Abstract

Duchenne muscular dystrophy (DMD) is caused by fatal mutations that disrupt the reading frame of the DMD gene, leading to lack of dystrophin protein. The only approved gene corrective therapy is an antisense phosphorodiamidate morpholino oligomer (PMO) that alters splicing to exclude exon 51 from the mRNA, restoring translation of a shortened but functionally active protein. Use of antisense PMO skipping in the presence of single exon duplications, in contrast, may restore a wild-type DMD transcript and dystrophin protein. Here we report the application of cell-penetrating peptide-conjugated PMO, or PPMO, to target the DMD exon 2 splice acceptor site in Dup2 mice, which carry a duplication of exon 2 (the most common single duplication mutation in DMD patients, accounting for around 10% of all duplication mutations). In the presence of an exon 2 duplication, skipping can result in two therapeutic transcripts. Skipping of a single copy of exon 2 results in a wild-type transcript, whereas skipping both copies results in a transcript lacking exon 2 entirely (Del2), but from which functionally active dystrophin protein can be expressed via utilization of an exon 5 internal ribosome entry site (IRES). A single intravenous injection of PPMO was delivered to 12 week old mice at three dose levels; saline injection and scrambled PPMO were used as controls. All mice (n=5-6 each) were sacrificed one week post-injection. Five muscles–tibialis anterior (TA), gastrocnemius (Gas), quadriceps (Qua), diaphragm (Dia) and heart were harvested for analysis of DMD mRNA transcripts by RT-PCR, and for dystrophin protein expression by western blot and immunofluorescence staining.
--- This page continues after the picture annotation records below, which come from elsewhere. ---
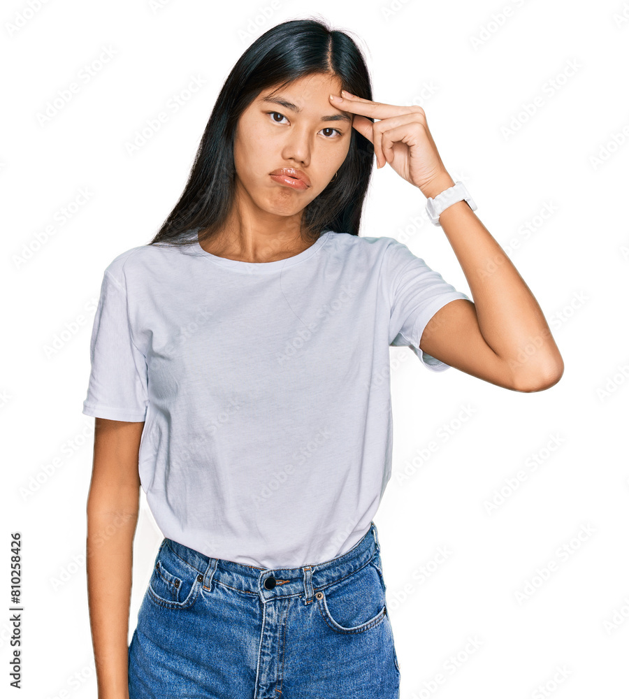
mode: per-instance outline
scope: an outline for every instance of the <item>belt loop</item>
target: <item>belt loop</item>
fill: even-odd
[[[203,587],[210,591],[212,591],[212,582],[214,578],[214,572],[216,570],[217,563],[217,559],[212,559],[210,557],[210,561],[208,563],[208,567],[205,568],[205,572],[203,574]]]
[[[373,530],[373,538],[376,542],[376,550],[378,553],[380,552],[380,542],[378,541],[378,530],[376,528],[375,522],[372,521],[371,528]]]
[[[305,604],[309,605],[312,601],[314,591],[312,588],[312,565],[304,565],[301,569],[303,570],[303,591],[305,594]]]

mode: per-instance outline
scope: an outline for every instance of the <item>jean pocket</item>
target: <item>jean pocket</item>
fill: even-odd
[[[194,603],[202,582],[198,571],[162,542],[149,581],[150,599],[167,609],[187,609]]]
[[[375,559],[315,593],[321,615],[333,631],[361,633],[386,618],[384,589]]]

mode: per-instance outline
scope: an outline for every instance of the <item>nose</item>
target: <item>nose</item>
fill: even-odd
[[[285,160],[294,160],[308,167],[312,148],[308,132],[305,129],[294,129],[287,136],[282,155]]]

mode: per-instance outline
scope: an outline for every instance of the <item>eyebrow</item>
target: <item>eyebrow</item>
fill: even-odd
[[[282,99],[281,97],[265,97],[262,101],[279,104],[280,106],[284,107],[284,109],[290,109],[293,112],[301,111],[301,109],[296,104],[293,104],[292,102],[289,102],[288,100]],[[332,114],[327,117],[321,117],[321,120],[322,122],[348,122],[349,124],[352,123],[352,117],[347,112],[343,112],[341,114]]]

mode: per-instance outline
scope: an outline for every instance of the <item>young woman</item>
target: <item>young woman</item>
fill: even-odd
[[[83,409],[100,699],[398,697],[373,521],[389,347],[514,391],[561,376],[424,110],[371,97],[347,34],[272,28],[161,230],[106,270]],[[394,238],[359,237],[374,155],[428,199],[473,302]],[[164,539],[127,647],[140,485]]]

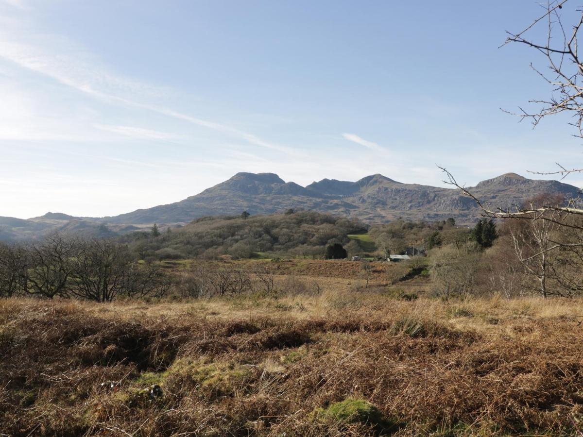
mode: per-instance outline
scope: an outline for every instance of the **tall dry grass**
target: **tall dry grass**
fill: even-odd
[[[382,434],[317,413],[353,399],[396,435],[579,432],[583,301],[402,297],[2,301],[0,432]]]

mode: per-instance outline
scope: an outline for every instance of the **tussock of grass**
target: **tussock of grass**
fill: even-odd
[[[370,426],[374,432],[387,434],[396,430],[396,421],[385,418],[376,406],[364,399],[349,398],[317,408],[312,416],[339,425],[359,423]]]

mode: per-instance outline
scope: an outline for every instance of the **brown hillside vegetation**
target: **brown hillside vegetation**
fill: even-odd
[[[6,299],[0,432],[573,435],[583,414],[580,314],[579,300],[367,291]]]

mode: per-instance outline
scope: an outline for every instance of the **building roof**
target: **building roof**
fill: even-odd
[[[390,255],[389,258],[391,259],[410,259],[411,257],[409,255]]]

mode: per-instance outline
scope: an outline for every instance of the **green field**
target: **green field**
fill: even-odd
[[[348,238],[350,239],[356,240],[360,248],[364,252],[372,253],[377,250],[377,246],[368,232],[366,234],[350,234]]]

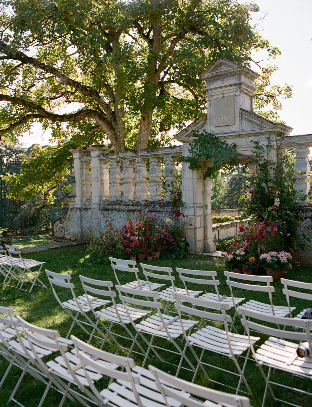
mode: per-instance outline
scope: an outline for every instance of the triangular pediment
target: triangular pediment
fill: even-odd
[[[220,72],[221,71],[226,71],[229,69],[233,69],[233,68],[237,68],[240,66],[235,62],[227,59],[219,58],[201,75],[202,78],[206,76],[208,74],[214,73],[215,72]]]
[[[179,133],[175,136],[175,138],[178,141],[185,142],[191,139],[193,137],[194,131],[200,131],[205,129],[207,121],[207,114],[204,113],[198,118],[192,122],[187,127],[181,130]]]

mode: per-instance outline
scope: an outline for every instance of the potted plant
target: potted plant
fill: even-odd
[[[240,247],[237,250],[231,250],[224,258],[231,271],[244,274],[248,272],[248,269],[246,264],[248,262],[248,259],[243,247]]]
[[[281,278],[285,269],[292,268],[290,260],[292,258],[287,252],[269,252],[261,254],[259,261],[264,265],[267,275],[271,276],[273,280],[276,281]]]

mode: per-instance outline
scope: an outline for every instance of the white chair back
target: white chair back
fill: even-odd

The single injection resulted in a clear dose response of exon skipping, maximal at the highest dose tested; robust skipping of the duplicated exon 2 (both WT and Del2 transcripts) was seen in skeletal muscles, including TA (40.8%), Gas (39.7%), Qua (53.5%), and Dia (53.1%), with minimal skipping observed in heart muscle (8%). Dystrophin protein restoration was seen at levels of up to 13% in Dia and up to 15% in Gas, and at lower levels in other tissues, likely reflecting the single injection and short time period allowed for expression. We are evaluating longer term expression, with a goal of developing a meaningful therapy for patients with exon 2 duplications and potentially other 5′ DMD mutations.